Abbreviations: BH₄: Tetrahydrobiopterin, PAH: Phenylalanine hydroxylase, Pal: Phe ammonia lyase, Phe: Phenylalanine, PKU: Phenylketonuria, Tyr: Tyrosine.

Phenylketonuria (PKU) is an autosomal recessive disorder caused by a deficiency of the enzyme phenylalanine hydroxylase (PAH), most commonly due to mutations in the PAH gene¹. PAH catalyzes the oxidation of phenylalanine (Phe) to tyrosine (Tyr) as part of the phenylalanine metabolism, a process that requires the reduced pterin cofactor tetrahydrobiopterin (BH₄). BH₄ can be synthesized de novo and recycled through a salvage pathway to sustain Phe hydroxylation² (Figure 1).

Although rare, PKU is the most detected disorder through newborn screening, with a global prevalence of approximately 1 in 12,000 live births (based on Italian data) and an estimated half a million individuals affected worldwide³.

PAH deficiency impairs the conversion of the essential amino acid L-Phe to L-Tyr, leading to the accumulation of Phe in the blood and, more critically, in the brain⁴.

Although the mechanisms are not fully understood, elevated Phe levels in the brain of individuals with untreated PAH deficiency are associated with acquired microcephaly, growth failure, seizures, and severe global developmental delays⁵.

The implementation of neonatal screening programs and early initiation of treatment has enabled countries with advanced health systems to effectively control PKU^6,7.

However, elevated and persistent blood Phe levels in adults are associated with executive dysfunction and significant behavioral and psychiatric disturbances, negatively impacting patients’ quality of life^5,8.

Chronic elevation of blood Phe levels is associated with inattention, impaired memory, executive dysfunction, and psychiatric disorders⁹.

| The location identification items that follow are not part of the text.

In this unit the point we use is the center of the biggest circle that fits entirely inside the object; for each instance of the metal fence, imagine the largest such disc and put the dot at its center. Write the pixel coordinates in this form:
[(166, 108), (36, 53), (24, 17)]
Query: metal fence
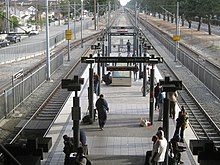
[(14, 53), (13, 97), (211, 81)]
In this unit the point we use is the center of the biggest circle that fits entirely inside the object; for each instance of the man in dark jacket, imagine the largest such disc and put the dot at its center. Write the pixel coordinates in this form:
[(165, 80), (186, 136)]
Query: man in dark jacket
[(102, 108)]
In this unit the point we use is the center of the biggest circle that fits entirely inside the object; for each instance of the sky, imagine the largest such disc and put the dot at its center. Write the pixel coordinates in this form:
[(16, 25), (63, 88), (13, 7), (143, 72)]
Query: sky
[(124, 2)]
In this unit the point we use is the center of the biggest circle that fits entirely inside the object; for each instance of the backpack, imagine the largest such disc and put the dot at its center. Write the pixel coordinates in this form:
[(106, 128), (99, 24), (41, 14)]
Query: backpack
[(86, 120), (68, 147), (88, 162)]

The cornerstone of PKU therapy is the strict restriction of dietary Phe intake, with low-Phe or Phe-free amino acid–fortified medical foods and specially-formulated low-protein foods¹⁰.

Initiating dietary Phe restriction within the first days of life prevents the clinical manifestations of PKU. Early dietary intervention should begin as soon as possible, with strict control of Phe levels, due to the heightened vulnerability of the developing brain during the first years of life. Fluctuations of the Phe levels, often triggered by intercurrent febrile episodes, should be carefully managed^5,11.

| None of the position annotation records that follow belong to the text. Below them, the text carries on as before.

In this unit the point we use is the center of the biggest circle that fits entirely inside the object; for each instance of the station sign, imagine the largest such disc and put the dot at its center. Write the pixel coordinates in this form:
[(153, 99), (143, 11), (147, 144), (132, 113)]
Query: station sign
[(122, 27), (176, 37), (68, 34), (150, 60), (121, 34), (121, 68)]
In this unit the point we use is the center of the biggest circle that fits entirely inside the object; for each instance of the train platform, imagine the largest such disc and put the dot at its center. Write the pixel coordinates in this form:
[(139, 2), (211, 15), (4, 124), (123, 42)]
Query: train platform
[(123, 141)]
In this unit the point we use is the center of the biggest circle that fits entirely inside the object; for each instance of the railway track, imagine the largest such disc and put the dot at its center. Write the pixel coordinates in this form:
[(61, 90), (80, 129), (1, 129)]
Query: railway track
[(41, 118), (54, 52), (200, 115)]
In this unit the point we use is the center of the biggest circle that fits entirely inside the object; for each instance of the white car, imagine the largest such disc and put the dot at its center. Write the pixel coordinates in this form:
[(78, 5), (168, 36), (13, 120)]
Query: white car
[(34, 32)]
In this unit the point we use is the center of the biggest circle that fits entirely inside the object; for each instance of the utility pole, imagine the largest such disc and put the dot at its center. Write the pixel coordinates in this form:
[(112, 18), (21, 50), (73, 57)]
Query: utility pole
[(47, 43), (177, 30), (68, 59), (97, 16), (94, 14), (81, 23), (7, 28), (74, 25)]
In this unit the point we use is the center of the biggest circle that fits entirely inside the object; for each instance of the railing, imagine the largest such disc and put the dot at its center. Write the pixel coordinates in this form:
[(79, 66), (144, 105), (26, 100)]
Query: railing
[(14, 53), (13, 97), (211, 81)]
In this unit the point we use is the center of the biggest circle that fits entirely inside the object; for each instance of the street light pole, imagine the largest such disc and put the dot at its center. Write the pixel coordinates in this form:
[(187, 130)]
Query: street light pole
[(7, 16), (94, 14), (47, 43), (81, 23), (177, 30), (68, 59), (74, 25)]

According to the current European guidelines^4,6, lifelong treatment is recommended, with blood Phe levels maintained within the target range of 120-360 μmol/L until 12 years of age and within 120-600 μmol/L thereafter. Continuous monitoring and follow-up are essential to prevent neurocognitive decline or deterioration^9,12.

In pediatric patients, severe restriction of dietary intact protein to reduce blood and brain Phe concentrations, combined with supplementation using synthetic medical foods to ensure adequate nutrition, has been the cornerstone of therapy for individuals with PAH deficiency since the 1950s⁸. However, lifelong adherence to such a highly restrictive diet therapy can have a profound psychological impact on both individuals and their families.

Long-term neurocognitive outcomes remain suboptimal, and adverse health effects associated with chronic dietary treatment are increasingly recognized^9,13.

There is a growing need for novel treatments that maintain low blood Phe levels while permitting a greater intake of intact protein. However, non-adherence to the complex and unpalatable diet regimen is common during adolescence and adulthood¹¹.

A lifelong phenylalanine-restricted diet remains the primary therapy for PKU; however, adherence to this stringent regimen typically declines as patients transition into adulthood. Therefore, effective therapeutic alternatives are urgently needed to support long-term treatment compliance¹⁴.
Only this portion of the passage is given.